Dr. Greenwood asked the assistance of Drs. Natalia Rybczynski from the Canadian Museum of Nature and Jaelyn Eberle from the University of Colorado, who are experts in fossil mammals, to distinguish the ancient jawbones.

"What we have discovered are an ancient tapir relative, about the size of a large dog, and a hedgehog relative, smaller than a mouse," says Dr. Greenwood, who is also an ancient climate and plant specialist. "This is remarkable because very few fossil mammals of this geological age have been described before in Canada."
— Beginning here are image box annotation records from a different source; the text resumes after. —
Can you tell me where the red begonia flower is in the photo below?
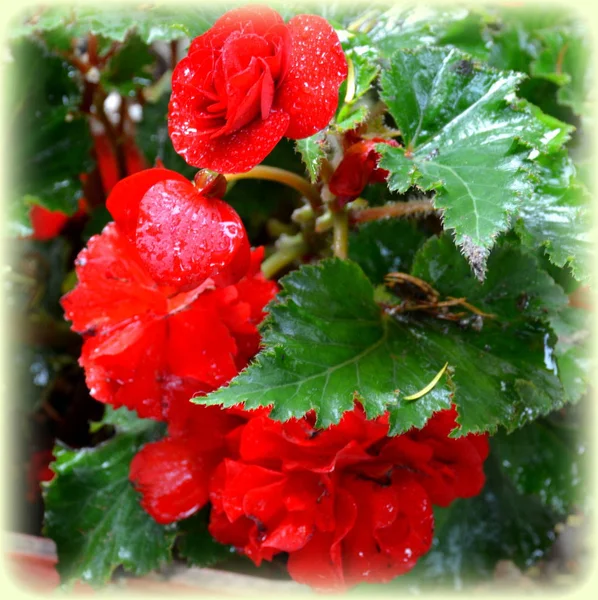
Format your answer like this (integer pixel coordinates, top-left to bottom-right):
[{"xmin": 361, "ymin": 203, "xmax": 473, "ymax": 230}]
[
  {"xmin": 328, "ymin": 138, "xmax": 398, "ymax": 205},
  {"xmin": 210, "ymin": 406, "xmax": 488, "ymax": 589},
  {"xmin": 62, "ymin": 223, "xmax": 276, "ymax": 420},
  {"xmin": 129, "ymin": 402, "xmax": 245, "ymax": 524},
  {"xmin": 106, "ymin": 168, "xmax": 249, "ymax": 291},
  {"xmin": 168, "ymin": 6, "xmax": 347, "ymax": 173}
]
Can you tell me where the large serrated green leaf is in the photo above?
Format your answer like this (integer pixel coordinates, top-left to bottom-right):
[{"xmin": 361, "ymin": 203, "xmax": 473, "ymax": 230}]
[
  {"xmin": 194, "ymin": 246, "xmax": 566, "ymax": 434},
  {"xmin": 492, "ymin": 406, "xmax": 588, "ymax": 517},
  {"xmin": 377, "ymin": 48, "xmax": 571, "ymax": 278},
  {"xmin": 516, "ymin": 151, "xmax": 594, "ymax": 282},
  {"xmin": 392, "ymin": 448, "xmax": 558, "ymax": 592},
  {"xmin": 364, "ymin": 5, "xmax": 496, "ymax": 58},
  {"xmin": 45, "ymin": 425, "xmax": 174, "ymax": 587},
  {"xmin": 550, "ymin": 306, "xmax": 596, "ymax": 403},
  {"xmin": 349, "ymin": 219, "xmax": 426, "ymax": 284}
]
The hedgehog’s bones were very delicate, worrying researchers that getting it off the rock would break its fossil apart. They decided to leave it embedded on the rock and went to have a micro-CT scan instead.

"I compared the scan of his molars to hundreds of little, tiny teeth," says Eberle to the Los Angeles Times. "But before too long I realized there isn't anything that looks exactly like this guy's teeth."

Researchers named the hedgehog Silvacola acares, meaning "tiny forest dweller." The fossil showed that the animal was merely two inches in length and was grown completely at the time of its death.

Research says the hedgehog was around some 13 million years ago, before being wiped out by asteroid, along with dinosaurs. It fed on plants, insects and perhaps seeds, too.

Meanwhile, the tapir in B.C. apparently was a bit larger than those tapirs living in North America during the same period, so this could be a different species. The fossil, however, is too small and preserved poorly to guarantee their assertions.

According to them, such fossil discovery is significant because the time these ancient mammals lived, the early Eocene epoch, indicated the height of global warming in the prehistoric times, in which there was a considerable reorganization of the animal and plant life in the world. At that time, the climate of B.C. was same with Portland, Oregon of today.

"We can gain insight into how the Earth was coping with a problem then that’s re-emerging now," Dr. Greenwood notes.

The team’s research and findings were recently published in the Journal of Vertebrate Paleontology.